Docker Containers LiveLessons Review and Q&A
Addison-Wesley Professional’s Docker Containers LiveLessons aim to show what Docker containers are and how they can be effectively used. The 2.5+ hours video course is aimed to practitioners with no previous experience and will lead them through a journey going from installing the software to more complex topics such as orchestration. InfoQ has spoken with course instructor Chris Negus
Over the past few years, Docker containers have become a popular solution for process isolation. A container include a complete filesystem that hosts all that is required to run a given app, such as its code, runtime, system tools and libraries, etc. Being isolated from its host environment, a container provides a restricted and customized view of the hosting OS, which makes it independent from the host version of Linux kernel, platform distribution, or deployment model. This means they can be easily shared and moved around using the open source and locally deployable Docker Registry or the cloud-based Docker Hub.
Docker containers are a lightweigth solution that provide benefits similar to those of virtual machines, but with a lower overhead, since containers running on the same OS share its kernel, while virtual machines usually include their own full OS. Docker containers, though, are not equivalent to virtual machines for all use cases, e.g., they do not support live migration.
Chris Negus’s VideoLessons will show you how to work with Docker containers on a few Linux distributions starting with the basics, that is showing how you can install Docker and then how you can pull and push containers from and to Docker registries.
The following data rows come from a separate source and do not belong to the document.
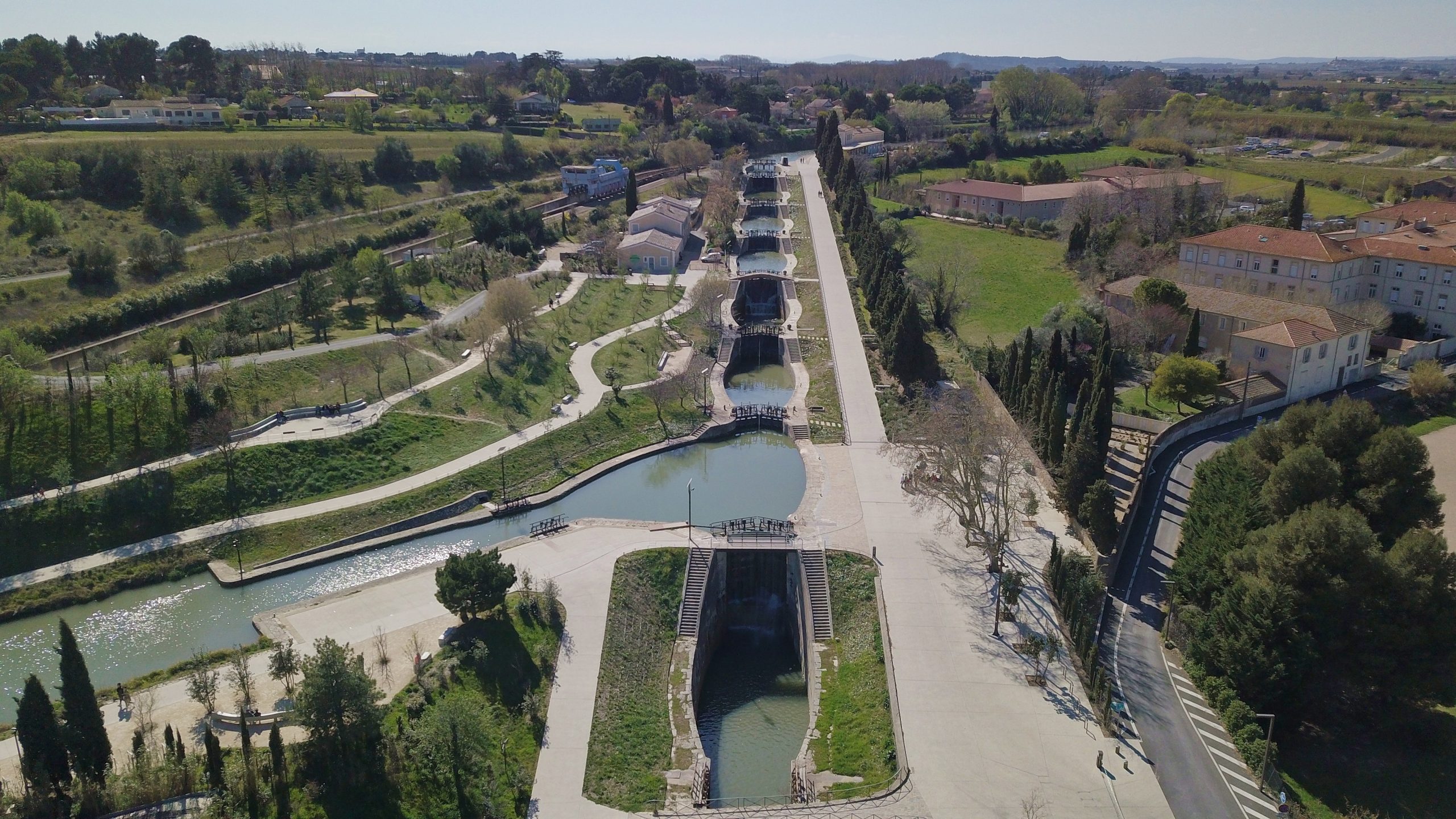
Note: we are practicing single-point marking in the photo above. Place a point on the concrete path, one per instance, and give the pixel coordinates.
(592, 394)
(297, 429)
(857, 387)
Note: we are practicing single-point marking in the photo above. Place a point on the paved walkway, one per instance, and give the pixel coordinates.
(857, 387)
(592, 392)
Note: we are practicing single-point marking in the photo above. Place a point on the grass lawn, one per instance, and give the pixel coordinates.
(617, 428)
(1132, 400)
(522, 387)
(1010, 280)
(503, 691)
(1074, 162)
(855, 732)
(631, 735)
(634, 358)
(1320, 201)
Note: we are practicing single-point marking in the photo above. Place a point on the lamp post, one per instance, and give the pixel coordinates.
(1269, 738)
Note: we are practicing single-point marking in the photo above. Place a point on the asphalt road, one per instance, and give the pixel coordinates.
(1187, 773)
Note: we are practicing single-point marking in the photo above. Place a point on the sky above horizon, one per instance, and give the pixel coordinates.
(799, 30)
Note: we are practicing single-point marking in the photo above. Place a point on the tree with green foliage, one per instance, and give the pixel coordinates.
(630, 200)
(1296, 208)
(84, 727)
(1098, 515)
(389, 299)
(337, 706)
(1192, 346)
(474, 584)
(44, 763)
(1183, 379)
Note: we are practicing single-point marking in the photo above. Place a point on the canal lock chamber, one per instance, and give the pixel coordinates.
(749, 682)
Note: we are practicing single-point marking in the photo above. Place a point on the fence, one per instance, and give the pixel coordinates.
(290, 414)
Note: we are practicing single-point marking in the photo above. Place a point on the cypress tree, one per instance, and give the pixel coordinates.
(214, 760)
(1192, 346)
(630, 200)
(1296, 208)
(44, 764)
(1057, 426)
(85, 730)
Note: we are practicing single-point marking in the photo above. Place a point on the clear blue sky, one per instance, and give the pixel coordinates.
(803, 30)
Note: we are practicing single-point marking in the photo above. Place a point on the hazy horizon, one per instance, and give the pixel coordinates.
(1130, 31)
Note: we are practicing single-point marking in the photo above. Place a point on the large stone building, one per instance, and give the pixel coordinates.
(1124, 184)
(1403, 257)
(1302, 349)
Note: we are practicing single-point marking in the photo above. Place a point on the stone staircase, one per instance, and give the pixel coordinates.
(817, 576)
(700, 560)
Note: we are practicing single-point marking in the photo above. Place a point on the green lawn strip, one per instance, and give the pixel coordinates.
(618, 428)
(631, 737)
(500, 668)
(266, 477)
(1008, 280)
(634, 358)
(855, 729)
(522, 387)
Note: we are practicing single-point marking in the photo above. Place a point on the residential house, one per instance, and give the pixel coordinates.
(1443, 188)
(1408, 268)
(862, 140)
(536, 102)
(602, 178)
(1126, 185)
(602, 125)
(1305, 349)
(353, 95)
(657, 235)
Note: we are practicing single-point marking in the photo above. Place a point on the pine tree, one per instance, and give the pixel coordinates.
(44, 752)
(1192, 348)
(630, 200)
(1296, 208)
(85, 730)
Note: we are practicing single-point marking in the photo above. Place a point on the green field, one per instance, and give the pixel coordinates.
(1074, 162)
(1010, 280)
(1320, 201)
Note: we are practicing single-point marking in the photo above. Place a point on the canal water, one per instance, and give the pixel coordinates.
(162, 624)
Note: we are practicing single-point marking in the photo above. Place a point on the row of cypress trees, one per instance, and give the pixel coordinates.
(895, 309)
(1034, 384)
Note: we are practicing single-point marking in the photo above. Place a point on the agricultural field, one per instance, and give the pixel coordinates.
(1008, 280)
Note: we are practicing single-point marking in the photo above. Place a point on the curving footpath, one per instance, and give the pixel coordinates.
(592, 392)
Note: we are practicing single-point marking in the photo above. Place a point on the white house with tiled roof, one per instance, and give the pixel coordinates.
(1306, 349)
(1403, 257)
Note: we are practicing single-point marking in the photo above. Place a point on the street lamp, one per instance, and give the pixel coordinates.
(1269, 738)
(689, 511)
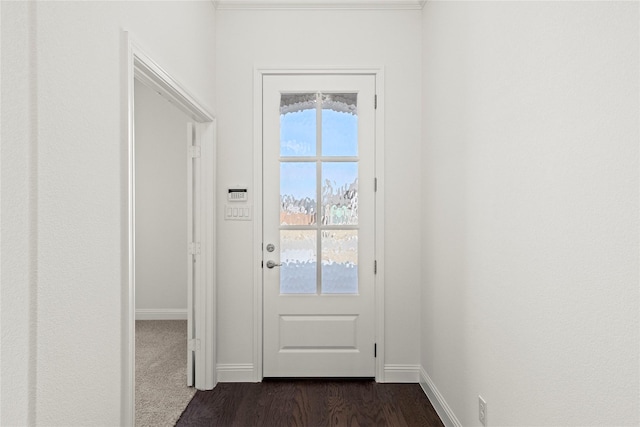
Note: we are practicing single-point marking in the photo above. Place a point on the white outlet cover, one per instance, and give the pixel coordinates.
(482, 411)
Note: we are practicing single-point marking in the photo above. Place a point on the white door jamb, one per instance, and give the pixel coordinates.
(138, 65)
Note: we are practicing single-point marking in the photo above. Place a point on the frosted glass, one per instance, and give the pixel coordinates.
(298, 125)
(339, 125)
(298, 204)
(339, 193)
(339, 261)
(298, 255)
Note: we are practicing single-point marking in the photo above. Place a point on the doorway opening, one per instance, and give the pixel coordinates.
(199, 251)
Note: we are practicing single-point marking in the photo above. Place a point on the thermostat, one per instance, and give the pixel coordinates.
(237, 195)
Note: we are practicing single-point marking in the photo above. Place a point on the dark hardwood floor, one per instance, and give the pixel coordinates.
(310, 403)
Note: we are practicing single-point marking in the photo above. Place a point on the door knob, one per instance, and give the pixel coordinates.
(271, 264)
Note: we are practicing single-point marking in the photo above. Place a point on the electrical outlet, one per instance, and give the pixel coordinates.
(482, 411)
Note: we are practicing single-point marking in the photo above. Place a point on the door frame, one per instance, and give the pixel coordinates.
(259, 74)
(139, 65)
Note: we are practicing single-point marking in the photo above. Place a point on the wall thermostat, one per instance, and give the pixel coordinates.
(237, 195)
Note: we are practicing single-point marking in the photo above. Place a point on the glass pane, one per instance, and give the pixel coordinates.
(298, 204)
(340, 262)
(340, 124)
(339, 193)
(299, 260)
(298, 124)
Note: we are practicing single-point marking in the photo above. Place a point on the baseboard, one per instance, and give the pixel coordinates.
(437, 400)
(161, 314)
(235, 373)
(401, 373)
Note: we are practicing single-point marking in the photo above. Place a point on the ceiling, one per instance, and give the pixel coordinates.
(318, 4)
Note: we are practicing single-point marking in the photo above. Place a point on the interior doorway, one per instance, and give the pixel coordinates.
(199, 252)
(164, 378)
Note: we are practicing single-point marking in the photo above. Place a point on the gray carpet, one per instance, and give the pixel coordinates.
(161, 372)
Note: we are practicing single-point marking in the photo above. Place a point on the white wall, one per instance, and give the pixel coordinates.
(530, 201)
(161, 206)
(73, 191)
(248, 39)
(17, 238)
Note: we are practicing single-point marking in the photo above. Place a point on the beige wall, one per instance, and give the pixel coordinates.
(69, 136)
(161, 206)
(530, 210)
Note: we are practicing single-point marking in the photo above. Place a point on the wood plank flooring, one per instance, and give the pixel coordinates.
(276, 403)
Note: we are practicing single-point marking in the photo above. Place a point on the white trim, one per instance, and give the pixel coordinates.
(259, 73)
(444, 411)
(319, 5)
(161, 314)
(235, 373)
(138, 65)
(402, 373)
(379, 219)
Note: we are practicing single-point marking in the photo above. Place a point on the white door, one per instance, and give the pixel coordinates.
(318, 224)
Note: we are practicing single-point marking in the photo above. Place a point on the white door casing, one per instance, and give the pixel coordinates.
(138, 65)
(327, 330)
As a natural step forward, Negus will then demo how you can run, stop, and restart containers, look inside them, and save/load containers’ images, which are the foundations of containers’ operation. Finally, the course will turn to the topic of creating custom containers, describing also a few fundamental rules to deal with networking, logging, and storage and it will introduce the topic of orchestrating multiple containers using Kubernetes and GearD.
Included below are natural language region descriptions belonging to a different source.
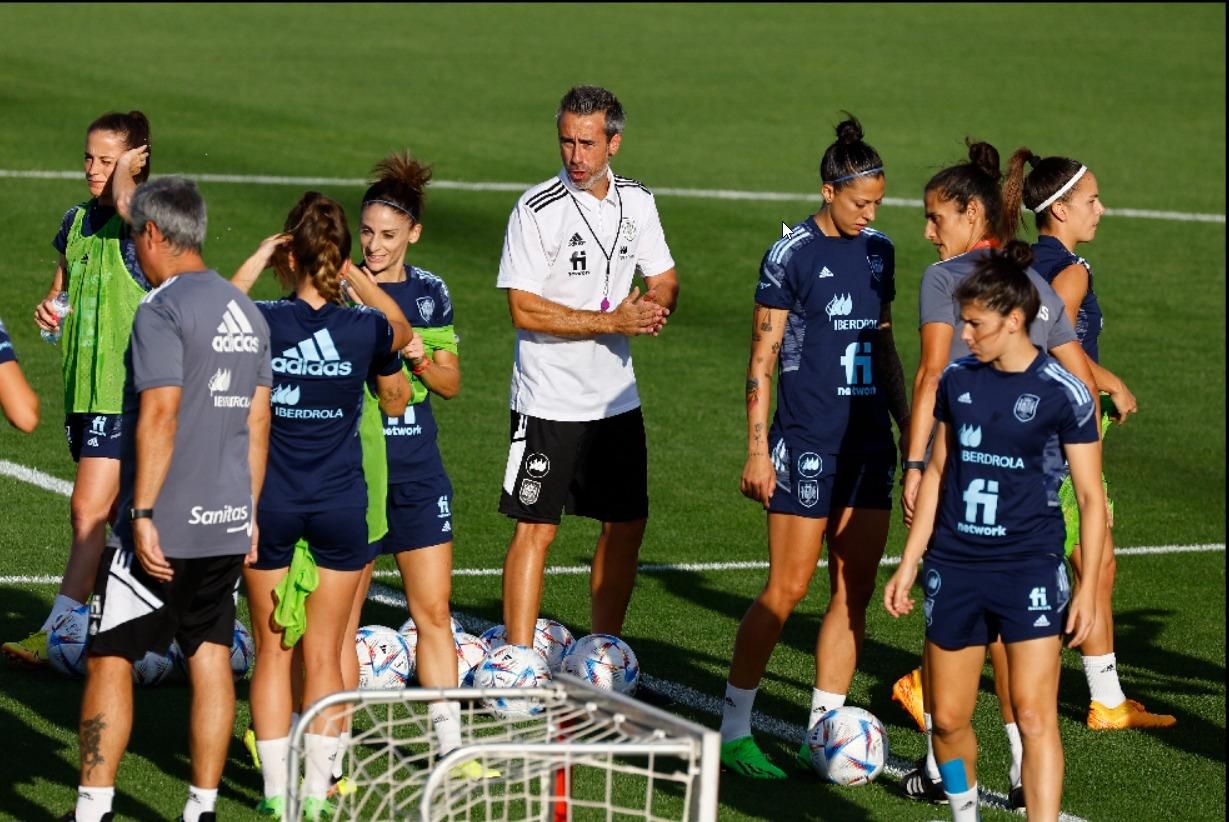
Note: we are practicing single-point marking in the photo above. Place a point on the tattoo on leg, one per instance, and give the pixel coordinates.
(91, 743)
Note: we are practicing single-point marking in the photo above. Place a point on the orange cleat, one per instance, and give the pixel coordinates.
(1128, 714)
(907, 691)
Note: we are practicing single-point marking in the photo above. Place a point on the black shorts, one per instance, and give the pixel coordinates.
(94, 435)
(597, 469)
(337, 537)
(133, 613)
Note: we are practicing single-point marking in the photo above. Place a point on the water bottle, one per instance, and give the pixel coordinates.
(60, 307)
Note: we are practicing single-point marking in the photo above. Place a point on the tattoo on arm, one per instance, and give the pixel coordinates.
(91, 743)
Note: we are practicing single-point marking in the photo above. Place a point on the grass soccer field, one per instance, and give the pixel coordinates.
(724, 102)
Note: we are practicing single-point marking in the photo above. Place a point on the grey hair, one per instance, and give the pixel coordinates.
(590, 100)
(175, 205)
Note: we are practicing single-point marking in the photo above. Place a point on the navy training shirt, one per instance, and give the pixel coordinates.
(835, 289)
(999, 497)
(1050, 258)
(411, 439)
(321, 358)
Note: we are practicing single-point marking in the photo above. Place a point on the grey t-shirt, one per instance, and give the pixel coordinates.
(937, 304)
(202, 334)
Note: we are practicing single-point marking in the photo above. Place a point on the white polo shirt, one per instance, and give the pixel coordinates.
(557, 245)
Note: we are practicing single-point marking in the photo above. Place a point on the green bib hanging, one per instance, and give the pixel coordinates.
(103, 296)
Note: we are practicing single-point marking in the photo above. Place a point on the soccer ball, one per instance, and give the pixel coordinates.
(605, 661)
(551, 639)
(848, 746)
(384, 659)
(65, 641)
(153, 669)
(511, 666)
(470, 651)
(242, 650)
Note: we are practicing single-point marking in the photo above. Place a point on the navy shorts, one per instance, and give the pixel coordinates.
(596, 469)
(815, 484)
(337, 537)
(419, 514)
(133, 613)
(94, 435)
(972, 606)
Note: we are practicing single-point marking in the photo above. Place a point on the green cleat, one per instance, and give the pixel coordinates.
(742, 756)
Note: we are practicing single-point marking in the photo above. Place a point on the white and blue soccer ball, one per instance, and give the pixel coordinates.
(848, 746)
(605, 661)
(384, 659)
(511, 666)
(65, 641)
(551, 639)
(242, 650)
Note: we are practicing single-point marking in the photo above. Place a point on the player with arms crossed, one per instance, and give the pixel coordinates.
(578, 445)
(198, 395)
(825, 469)
(100, 272)
(988, 522)
(1064, 198)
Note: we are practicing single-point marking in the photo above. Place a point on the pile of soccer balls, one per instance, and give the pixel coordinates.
(387, 659)
(66, 640)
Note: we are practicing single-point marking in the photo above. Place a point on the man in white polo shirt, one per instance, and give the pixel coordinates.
(573, 246)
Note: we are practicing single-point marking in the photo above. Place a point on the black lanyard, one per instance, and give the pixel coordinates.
(618, 227)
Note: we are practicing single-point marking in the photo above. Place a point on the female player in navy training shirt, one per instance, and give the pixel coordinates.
(322, 354)
(1064, 198)
(988, 522)
(825, 467)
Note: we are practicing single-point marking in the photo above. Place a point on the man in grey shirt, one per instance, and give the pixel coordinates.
(198, 393)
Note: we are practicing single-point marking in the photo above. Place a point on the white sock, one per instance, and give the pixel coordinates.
(736, 713)
(321, 752)
(343, 742)
(1103, 680)
(964, 806)
(1013, 737)
(59, 606)
(932, 764)
(199, 801)
(273, 764)
(92, 802)
(446, 720)
(821, 703)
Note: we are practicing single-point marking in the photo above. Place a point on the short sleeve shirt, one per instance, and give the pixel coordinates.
(830, 397)
(199, 333)
(937, 302)
(999, 495)
(572, 248)
(321, 358)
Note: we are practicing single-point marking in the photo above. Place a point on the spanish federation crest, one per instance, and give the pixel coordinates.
(1026, 407)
InfoQ has spoken to instructor Chris Negus to learn more about his course and his opinions about the present and future of Docker.
InfoQ: Could you please shortly introduce yourself and describe your experience with Docker containers?
Chris Negus: I started using Docker about two years ago at Red Hat, when I was assigned to help write about how to use Docker with enterprise-quality Red Hat operating systems. After doing many of the first articles from Red Hat on using Docker, Kubernetes, and Project Atomic, I now spend most of my time helping Red Hat develop best practices for building and deploying Linux containers in the Enterprise. I also work with the Red Hat Container Development Kit, which helps developers use OpenShift and Red Hat Enterprise Linux to develop containers on their Windows, Mac, or Linux laptops and desktops.
InfoQ: For readers that are new to this technology, could you briefly explain what Docker is and who should be concerned? What are containers?
Chris: Docker is an open source software project that defines a format and tools for packaging and running applications. Linux applications have traditionally come in packages (RPM, .deb, etc.) that, when installed, spread files across the filesystem of the host computer. Often, an application has dependencies that require that even more packages be installed on the host. The more software you add directly to a host’s filesystem to get a specific application running, the more risk you take that there will be conflicts with other applications running on that system.
With Docker, an application and its dependant software is stored and transported together in a “Docker image”. Instead of installing a Docker application, the Docker image is made for you to just run it (or if its not there, to automatically pull it to the local system and run it). The application, its dependent software, and metadata that describes how to run and use the application can all be included in the image.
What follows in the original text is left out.